Jan. 21 (Bloomberg) -- Lawmakers and council members from Britain’s second city, Birmingham, are meeting the government in London today to discuss ways of overcoming a budget crisis that’s putting at risk basic services such as trash collection.
Birmingham City Council, the U.K.’s largest local authority, may need to pay out as much as 500 million pounds ($820 million) in compensation after losing a legal battle for paying women less than men.
Faced with government funding cuts amid the U.K.’s biggest austerity drive since World War II, the council has shed a third of its workforce since 2010. Efforts to save money include planting slow-growing grass to cut mowing, in a bid to save about 840 million pounds over the eight years to 2018.
“You have got the perfect storm,” Gisela Stuart, the opposition Labour Party lawmaker for Parliament’s Birmingham Edgbaston district, said in an interview. “You have a council that has, like many other councils, a problem with equal pay, and because they kept dragging their feet in terms of challenging the judgment, the hole they were in just got bigger and bigger.”
The cross-party Birmingham delegation will meet the Conservative local government minister, Brandon Lewis.

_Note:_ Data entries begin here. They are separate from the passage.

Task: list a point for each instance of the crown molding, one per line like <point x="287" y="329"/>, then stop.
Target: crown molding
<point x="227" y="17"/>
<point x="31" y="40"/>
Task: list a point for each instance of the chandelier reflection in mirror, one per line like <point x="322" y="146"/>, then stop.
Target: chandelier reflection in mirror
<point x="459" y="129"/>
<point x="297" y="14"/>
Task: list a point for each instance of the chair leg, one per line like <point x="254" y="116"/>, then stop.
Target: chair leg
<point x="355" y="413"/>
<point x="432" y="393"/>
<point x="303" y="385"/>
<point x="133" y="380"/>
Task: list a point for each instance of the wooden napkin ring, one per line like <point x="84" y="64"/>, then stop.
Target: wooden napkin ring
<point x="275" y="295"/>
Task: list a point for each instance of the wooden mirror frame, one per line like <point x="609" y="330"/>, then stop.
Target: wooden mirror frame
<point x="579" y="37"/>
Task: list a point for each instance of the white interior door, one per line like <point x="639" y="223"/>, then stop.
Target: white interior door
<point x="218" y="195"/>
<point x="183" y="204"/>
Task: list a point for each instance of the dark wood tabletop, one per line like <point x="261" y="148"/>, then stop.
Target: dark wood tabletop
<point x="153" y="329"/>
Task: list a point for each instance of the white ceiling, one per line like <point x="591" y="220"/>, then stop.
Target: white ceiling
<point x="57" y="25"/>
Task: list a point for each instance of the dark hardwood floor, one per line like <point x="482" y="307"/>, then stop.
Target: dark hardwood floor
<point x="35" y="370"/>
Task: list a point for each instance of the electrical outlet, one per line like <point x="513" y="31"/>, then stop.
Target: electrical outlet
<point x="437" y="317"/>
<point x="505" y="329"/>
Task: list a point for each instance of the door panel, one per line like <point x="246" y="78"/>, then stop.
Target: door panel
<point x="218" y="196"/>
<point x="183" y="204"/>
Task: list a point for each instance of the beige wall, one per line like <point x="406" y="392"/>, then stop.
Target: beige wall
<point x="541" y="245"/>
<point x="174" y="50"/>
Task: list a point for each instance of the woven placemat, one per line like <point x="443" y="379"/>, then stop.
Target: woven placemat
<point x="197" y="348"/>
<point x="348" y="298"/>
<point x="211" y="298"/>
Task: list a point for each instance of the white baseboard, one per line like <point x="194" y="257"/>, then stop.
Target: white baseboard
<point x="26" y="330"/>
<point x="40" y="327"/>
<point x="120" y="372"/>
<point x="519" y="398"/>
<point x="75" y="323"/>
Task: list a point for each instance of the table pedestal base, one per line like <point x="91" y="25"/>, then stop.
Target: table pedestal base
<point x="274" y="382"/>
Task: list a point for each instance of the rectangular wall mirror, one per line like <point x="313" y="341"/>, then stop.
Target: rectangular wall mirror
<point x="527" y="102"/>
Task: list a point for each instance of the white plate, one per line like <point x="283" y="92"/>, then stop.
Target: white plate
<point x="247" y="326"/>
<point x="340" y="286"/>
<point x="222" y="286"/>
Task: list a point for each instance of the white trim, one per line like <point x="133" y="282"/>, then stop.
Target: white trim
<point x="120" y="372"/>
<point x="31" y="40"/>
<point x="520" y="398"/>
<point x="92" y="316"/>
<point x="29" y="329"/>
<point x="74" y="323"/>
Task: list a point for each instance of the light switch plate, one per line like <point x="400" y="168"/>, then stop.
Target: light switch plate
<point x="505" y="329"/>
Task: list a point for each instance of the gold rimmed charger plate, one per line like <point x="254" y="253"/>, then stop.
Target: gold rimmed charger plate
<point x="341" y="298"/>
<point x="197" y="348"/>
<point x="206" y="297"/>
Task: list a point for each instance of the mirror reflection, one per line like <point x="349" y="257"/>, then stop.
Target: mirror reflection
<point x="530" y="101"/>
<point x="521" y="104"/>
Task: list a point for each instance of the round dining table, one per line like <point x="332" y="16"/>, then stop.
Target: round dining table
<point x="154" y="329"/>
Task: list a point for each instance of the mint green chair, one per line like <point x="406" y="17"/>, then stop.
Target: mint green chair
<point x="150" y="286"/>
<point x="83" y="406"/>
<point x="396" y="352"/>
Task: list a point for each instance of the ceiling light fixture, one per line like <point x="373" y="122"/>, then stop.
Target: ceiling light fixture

The authority, now run by Labour, has been told it can’t borrow any more money from central government to plug its finances.
The council, which oversees a budget of 3.4 billion pounds for a population of more than 1 million, said in a statement accompanying its last budget that central-government grants to Birmingham have fallen by 14 percent, or 140 million pounds, over two years. Meanwhile, costs are forecast to increase by 315 million pounds over the six years to 2016-17.
Following a 2012 Supreme Court ruling, the city faces payments to tens of thousands of mostly women workers such as school cooks and social-care staff who were paid less than men for work of equal value over decades.
Lewis’s Department for Communities and Local Government argues that Birmingham receives 2,587 pounds per household in spending power from the central government, 400 pounds more than the national average.
“There can be no blank check from national taxpayers to bail out the council, given most other local authorities resolved these issues years ago,” Lewis said in a statement.
Birmingham is looking at selling big-ticket assets that have a total value of as much as 5 billion pounds. Those include the 186,000 square-meter National Exhibition Centre; a downtown convention center known as the ICC; the LG Arena, the National Indoor Arena; a stake in Birmingham Airport Holdings Ltd. and museums, sports and leisure facilities.
A council spokesman, speaking on condition of anonymity, would not give details of how quickly the city has to meet its funding needs or which buildings may be offered for sale.
“They are doing the right thing by looking at the assets they can sell, without giving a list of those assets because that would lead to a fire sale.” Stuart said. The “real big prize” for the city, she said, is what concessions it can get from the central government before national elections in 2015.
Richard Taffler, a professor of finance at Warwick Business School to the south of Birmingham, said interest in the city’s assets may come from private equity funds, pension funds, and property investors, though there’s no publicly available figure for how much the assets are worth individually.
Even so, options may be limited by the local economic importance of properties such as the NEC, located next to the airport, which pumps as much as 3 billion pounds a year into the area and supports 29,000 jobs, Taffler said in an interview.
“Birmingham City Council has a continuing large deficit, which has to be funded independent of its immediate needs to meet the equal-pay obligation,” he said. “In the case of the NEC, this is a major driver of the local economy and any mooted sale needs to ensure that the economic interests of the West Midlands are safeguarded.”